その姿の前に、その場にいた全員が凍りついたように動けなくなった。
「それ」が放つ威圧は、我々が恐怖に身を震わせることすら許さなかったのだ。
何もかもが… ただ、ただ、怖ろしかった。
緋色の紋様を浮かべた銀色の身体。
胸元には青く光る宝玉をいただき、その顔には楕円形の目が黄色く光っている。
まとっている魔力は――量も密度も人類のレベルじゃねえ。
これほどの魔力を身にまとう事は、魔法を使う事に長けている我々、エルフ族ですら不可能だ。

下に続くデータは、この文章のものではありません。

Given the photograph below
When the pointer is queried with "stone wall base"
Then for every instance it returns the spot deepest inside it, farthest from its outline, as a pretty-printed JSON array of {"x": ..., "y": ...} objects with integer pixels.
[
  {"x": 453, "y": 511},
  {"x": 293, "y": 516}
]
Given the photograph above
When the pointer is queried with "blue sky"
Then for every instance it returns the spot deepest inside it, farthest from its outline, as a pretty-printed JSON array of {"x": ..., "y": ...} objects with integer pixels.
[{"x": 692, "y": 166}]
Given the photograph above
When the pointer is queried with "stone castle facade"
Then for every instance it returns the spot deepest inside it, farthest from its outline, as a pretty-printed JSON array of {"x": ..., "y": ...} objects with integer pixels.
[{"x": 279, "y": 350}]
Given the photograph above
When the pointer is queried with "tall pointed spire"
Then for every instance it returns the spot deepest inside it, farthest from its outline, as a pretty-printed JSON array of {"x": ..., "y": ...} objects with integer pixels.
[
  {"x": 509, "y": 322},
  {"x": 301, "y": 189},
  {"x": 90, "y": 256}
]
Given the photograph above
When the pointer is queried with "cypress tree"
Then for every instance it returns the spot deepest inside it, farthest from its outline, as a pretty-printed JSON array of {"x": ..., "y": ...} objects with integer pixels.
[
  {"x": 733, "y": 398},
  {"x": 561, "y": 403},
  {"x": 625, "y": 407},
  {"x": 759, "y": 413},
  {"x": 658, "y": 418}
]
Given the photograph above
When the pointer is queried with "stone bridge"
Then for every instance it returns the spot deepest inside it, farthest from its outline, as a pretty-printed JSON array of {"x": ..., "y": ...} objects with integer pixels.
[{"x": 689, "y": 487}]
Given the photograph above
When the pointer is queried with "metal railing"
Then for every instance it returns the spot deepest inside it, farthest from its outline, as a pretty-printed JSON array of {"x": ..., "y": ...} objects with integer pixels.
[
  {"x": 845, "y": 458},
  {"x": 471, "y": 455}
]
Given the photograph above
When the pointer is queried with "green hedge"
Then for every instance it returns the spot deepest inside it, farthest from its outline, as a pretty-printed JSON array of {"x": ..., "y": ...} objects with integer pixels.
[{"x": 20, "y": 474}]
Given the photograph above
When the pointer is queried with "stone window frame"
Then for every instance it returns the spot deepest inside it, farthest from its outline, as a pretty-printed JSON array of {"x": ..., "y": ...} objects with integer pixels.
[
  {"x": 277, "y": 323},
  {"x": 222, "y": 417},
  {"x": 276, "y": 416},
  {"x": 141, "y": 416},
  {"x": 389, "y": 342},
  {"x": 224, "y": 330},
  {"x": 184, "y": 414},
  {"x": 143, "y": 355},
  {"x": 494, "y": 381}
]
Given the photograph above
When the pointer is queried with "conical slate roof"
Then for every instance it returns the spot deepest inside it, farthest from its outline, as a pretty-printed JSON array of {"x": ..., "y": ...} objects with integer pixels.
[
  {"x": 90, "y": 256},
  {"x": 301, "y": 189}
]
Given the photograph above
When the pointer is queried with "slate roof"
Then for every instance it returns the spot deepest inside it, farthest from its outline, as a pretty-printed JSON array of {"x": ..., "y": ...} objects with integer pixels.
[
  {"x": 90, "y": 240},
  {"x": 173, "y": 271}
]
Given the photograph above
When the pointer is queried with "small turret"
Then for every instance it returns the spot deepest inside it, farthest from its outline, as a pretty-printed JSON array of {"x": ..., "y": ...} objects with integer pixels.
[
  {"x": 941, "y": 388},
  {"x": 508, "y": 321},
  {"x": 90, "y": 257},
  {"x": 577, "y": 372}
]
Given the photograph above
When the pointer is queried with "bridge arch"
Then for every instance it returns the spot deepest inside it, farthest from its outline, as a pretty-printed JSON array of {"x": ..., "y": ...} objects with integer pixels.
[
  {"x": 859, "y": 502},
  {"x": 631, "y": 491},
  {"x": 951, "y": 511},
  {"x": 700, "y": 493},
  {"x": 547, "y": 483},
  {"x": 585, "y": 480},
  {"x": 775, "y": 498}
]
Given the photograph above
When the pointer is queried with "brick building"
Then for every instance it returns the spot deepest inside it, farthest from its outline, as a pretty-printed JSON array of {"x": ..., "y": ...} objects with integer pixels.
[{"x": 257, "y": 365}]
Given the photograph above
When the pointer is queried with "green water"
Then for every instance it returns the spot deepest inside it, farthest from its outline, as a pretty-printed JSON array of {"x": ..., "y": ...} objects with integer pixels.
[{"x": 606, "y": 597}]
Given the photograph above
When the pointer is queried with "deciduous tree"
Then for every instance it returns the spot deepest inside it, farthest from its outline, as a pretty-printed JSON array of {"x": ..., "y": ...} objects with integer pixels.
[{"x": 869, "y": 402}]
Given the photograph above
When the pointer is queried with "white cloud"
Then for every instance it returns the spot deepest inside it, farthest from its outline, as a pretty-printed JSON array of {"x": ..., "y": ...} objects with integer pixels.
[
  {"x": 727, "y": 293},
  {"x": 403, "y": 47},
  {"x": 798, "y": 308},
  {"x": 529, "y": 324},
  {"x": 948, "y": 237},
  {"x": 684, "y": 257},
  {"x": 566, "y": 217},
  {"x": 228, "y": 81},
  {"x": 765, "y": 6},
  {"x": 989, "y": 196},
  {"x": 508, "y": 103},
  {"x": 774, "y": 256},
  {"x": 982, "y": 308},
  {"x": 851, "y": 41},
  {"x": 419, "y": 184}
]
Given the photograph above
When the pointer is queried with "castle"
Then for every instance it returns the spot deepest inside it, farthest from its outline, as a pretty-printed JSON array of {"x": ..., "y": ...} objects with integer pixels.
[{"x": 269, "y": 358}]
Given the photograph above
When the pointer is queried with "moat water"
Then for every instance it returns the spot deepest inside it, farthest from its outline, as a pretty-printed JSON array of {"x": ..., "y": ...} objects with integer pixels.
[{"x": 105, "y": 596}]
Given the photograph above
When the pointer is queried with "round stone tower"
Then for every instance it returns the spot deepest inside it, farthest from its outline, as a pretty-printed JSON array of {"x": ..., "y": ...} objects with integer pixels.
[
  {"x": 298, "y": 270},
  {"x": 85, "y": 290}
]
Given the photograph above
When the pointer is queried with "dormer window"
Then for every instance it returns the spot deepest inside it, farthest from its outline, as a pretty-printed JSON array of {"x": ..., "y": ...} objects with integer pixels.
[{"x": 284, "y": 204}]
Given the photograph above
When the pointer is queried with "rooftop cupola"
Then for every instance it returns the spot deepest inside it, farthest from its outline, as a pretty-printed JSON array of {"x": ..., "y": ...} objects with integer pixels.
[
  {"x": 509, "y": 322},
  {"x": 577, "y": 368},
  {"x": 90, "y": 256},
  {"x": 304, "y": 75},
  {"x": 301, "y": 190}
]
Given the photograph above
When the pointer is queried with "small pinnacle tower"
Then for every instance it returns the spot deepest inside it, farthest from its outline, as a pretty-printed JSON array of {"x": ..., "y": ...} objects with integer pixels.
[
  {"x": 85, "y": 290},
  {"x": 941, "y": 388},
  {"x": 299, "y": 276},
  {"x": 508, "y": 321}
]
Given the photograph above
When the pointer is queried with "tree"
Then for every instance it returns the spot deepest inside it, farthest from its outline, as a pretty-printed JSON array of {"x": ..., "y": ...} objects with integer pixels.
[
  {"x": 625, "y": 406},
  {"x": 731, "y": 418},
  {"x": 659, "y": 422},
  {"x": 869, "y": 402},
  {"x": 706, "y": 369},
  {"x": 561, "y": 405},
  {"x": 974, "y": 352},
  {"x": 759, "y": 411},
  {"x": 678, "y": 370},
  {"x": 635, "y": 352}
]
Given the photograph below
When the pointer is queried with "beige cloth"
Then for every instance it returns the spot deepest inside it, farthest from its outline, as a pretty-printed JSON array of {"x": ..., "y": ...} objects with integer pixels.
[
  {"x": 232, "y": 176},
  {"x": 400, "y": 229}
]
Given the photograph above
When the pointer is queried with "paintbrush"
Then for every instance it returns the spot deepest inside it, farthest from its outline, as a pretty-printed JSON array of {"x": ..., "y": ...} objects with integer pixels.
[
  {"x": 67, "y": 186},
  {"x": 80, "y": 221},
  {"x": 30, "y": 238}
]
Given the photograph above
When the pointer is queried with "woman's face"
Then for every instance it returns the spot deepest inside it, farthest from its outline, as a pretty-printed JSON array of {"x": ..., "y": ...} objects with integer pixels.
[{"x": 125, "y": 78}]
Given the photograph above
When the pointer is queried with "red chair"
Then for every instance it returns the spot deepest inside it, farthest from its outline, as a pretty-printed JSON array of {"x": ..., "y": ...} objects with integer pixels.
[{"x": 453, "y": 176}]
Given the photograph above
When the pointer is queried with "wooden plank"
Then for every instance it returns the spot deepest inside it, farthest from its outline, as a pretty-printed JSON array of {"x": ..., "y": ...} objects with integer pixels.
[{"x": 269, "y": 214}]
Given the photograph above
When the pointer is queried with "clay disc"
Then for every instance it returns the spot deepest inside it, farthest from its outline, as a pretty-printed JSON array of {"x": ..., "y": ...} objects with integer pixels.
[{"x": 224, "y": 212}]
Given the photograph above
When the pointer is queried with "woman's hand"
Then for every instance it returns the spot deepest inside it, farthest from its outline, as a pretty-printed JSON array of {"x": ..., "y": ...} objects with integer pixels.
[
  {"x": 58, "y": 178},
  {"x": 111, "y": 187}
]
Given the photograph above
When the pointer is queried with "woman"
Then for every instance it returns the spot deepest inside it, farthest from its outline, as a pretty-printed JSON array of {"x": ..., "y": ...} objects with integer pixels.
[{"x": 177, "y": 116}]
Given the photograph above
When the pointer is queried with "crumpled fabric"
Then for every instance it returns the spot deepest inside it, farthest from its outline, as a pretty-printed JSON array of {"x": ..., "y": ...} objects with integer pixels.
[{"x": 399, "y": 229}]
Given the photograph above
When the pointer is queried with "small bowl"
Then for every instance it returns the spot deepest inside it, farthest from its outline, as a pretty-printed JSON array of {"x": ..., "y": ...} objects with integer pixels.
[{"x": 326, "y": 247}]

そんな事をすれば、間違いなく魔力で身体を焼き消されちまう。
銀色の異形……
目の前に佇む「それ」は、そうとしか表現できないものだった。
能面のような表情は、悟りを開いたような、どこか人を穏やかにさせるものがある。
いったいどれだけの時間が過ぎたのだろうか。
……ごくり。
つばを飲み込む音が、俺の耳の中で大きく響いた。
ゆらりと身体を回した「それ」は、静かに無頭鬼に向き合った。
「やめろ…… そいつは……」
叫んだつもりだったが、喉から出てきたのはかすれた囁き声にすぎなかった。
あいつは… 無頭鬼は単騎で、それも素手で闘えるような相手じゃない。
強力な装備を整えた武士が、纏まった数がそろって、初めて相手に出来るような強力な魔物だぞ。
GAAAA!
一方、無頭鬼は、恐怖を振り払うように大きな叫び声をあげて、「それ」に襲いかかった。
『しゅああっ!』
ずどおぉん……
「それ」は、裂帛の気合を放つと、突進してきたアケパロイの胴体を抱え、勢いの衰えぬまま脇に放り投げた。地響きを立てて、背中から地面に叩きつけられるアケパロイ。あれは… 俵投げ、サイドスープレックスと言う技だ。
『どああっ!』
アケパロイを相手に一歩も引く事のない「それ」の闘う姿は美しかった。
異形が… 闘舞とでもいう舞いに、見惚れてしまったのだ。
やがて幾合もの打ち合いの末に、動きを止めたのはアケパロイの方だった。
よろよろと、後ろに下がると足から崩れ落ちたのだ。
GAAAA!
だがしかし、戦闘意欲は残っているようだ。
ふらふらになりながらも、ゆっくりと立ち上がったではないか。
体のあちこちから、陽炎のようなものが見えるのは、受けたダメージの回復が始まっているのだろう。
だが、「それ」は、ヤツの回復を許す事は無かった。
『であっ!』
銀色の異形が裂帛の気合と共に十字に組んだ腕から、光の奔流が放たれた。
その光がアケパロイにぶつかると……
アケパロイの巨体は、どう、とばかりに崩れ落ちた。
そして、二度と動く事はなかった。
静かに佇んでアケパロイの巨体を見ていた「それ」は、ふと空を見上げた。
沖天には、春先の太陽が柔らかな光を放っている。
『しゅあっ!』
「それ」は、勢いよく飛び上がると、勢いのまま空の彼方へと飛びあがった。
みるみるうちに、その姿は小さな点になり、やがて見えなくなった。
「……俺は… 夢でも見てんのか?」
「いいえ、夢ではありませんよ」
「姫様!」
俺達の背後で声をかけたのは、カロリーネ姫だった。
その後ろには、満身創痍になりながらも笑っている部下たちの姿がある。
そうか、みな生き残ってくれたのか。
「とりあえずの危機は去りました。さあ、負傷者の手当てを始めましょう」
そうだな、姫様の言うとおりだ。
負傷者の手当てをしよう。
全員が大なり小なり怪我をしているが、戦死者はいないようだ。
それだけで済んだ事に感謝しなければならねぇな。
ああ、無性に腹が減ってきたな。
そろそろ飯の支度を始めるか。
さっきまで戦死覚悟で闘っていたというのに……
おっちゃんは、能天気ですねぇ(笑)
ザーラック様、渋い設定を考えていたんですけど……もうおっちゃんでいいや。